Assuming that this part of the model development process, then I would recommend choosing the grouping variable based on the one with the lowest AIC (similar to what you would do in a stepwise AIC process).
require(lme4)
dataf <- data.frame(
individual = factor(rep(1:100, times = 2)),
plot = factor(rep(1:10, 20)),
region = factor(rep(1:4, 50))
)
make the true dependence on the plot grouping
set.seed(1933)
dataf$val <- 7 + as.numeric(dataf$plot)/10 + rnorm(200, 0, 1)
mod_i <- lme4::lmer(val ~ (1|individual), data = dataf)
mod_p <- lme4::lmer(val ~ (1|plot), data = dataf)
mod_r <- lme4::lmer(val ~ (1|region), data = dataf)
boundary (singular) fit: see help('isSingular')
> extractAIC(mod_i)
[1] 3.000 617.753
> extractAIC(mod_p)
[1] 3.0000 608.7551
> extractAIC(mod_r)
[1] 3.0000 621.5314
mod_pi <- lme4::lmer(val ~ (1|plot) + (1|individual), data = dataf)
mod_pr <- lme4::lmer(val ~ (1|plot) + (1|region), data = dataf)
> extractAIC(mod_pi)
[1] 4.0000 610.0804
> extractAIC(mod_pr)
[1] 4.0000 610.7551
Final model is mod_p with the lowest AIC
make the true dependence on the individual grouping
set.seed(1933)
dataf$val <- 7 + as.numeric(dataf$individual)/100 + rnorm(200, 0, 1)
mod_i <- lme4::lmer(val ~ (1|individual), data = dataf)
mod_p <- lme4::lmer(val ~ (1|plot), data = dataf)
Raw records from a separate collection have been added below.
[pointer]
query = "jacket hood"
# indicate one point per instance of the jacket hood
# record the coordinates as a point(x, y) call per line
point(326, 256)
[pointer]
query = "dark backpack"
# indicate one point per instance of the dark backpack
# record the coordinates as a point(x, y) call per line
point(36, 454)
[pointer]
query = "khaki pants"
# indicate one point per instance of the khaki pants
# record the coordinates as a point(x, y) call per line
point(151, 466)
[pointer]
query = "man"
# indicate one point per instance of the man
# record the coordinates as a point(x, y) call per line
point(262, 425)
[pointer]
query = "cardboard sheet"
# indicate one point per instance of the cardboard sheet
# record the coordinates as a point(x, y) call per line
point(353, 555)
mod_r <- lme4::lmer(val ~ (1|region), data = dataf)
> extractAIC(mod_i)
[1] 3.000 603.226
> extractAIC(mod_p)
[1] 3.0000 604.1367
> extractAIC(mod_r)
[1] 3.0000 604.7195
mod_ip <- lme4::lmer(val ~ (1|individual) + (1|plot), data = dataf)
mod_ir <- lme4::lmer(val ~ (1|individual) + (1|region), data = dataf)
> extractAIC(mod_ip)
[1] 4.0000 604.9881
> extractAIC(mod_ir)
[1] 4.000 605.226
final model is mod_i with the lowest AIC
If the ultimate question is testing whether the grouping variable is statistically significant in the final model, then I also recommend the posting in the comment that @rep_ho made on the original question. Specifically, take a look at the RLRsim package.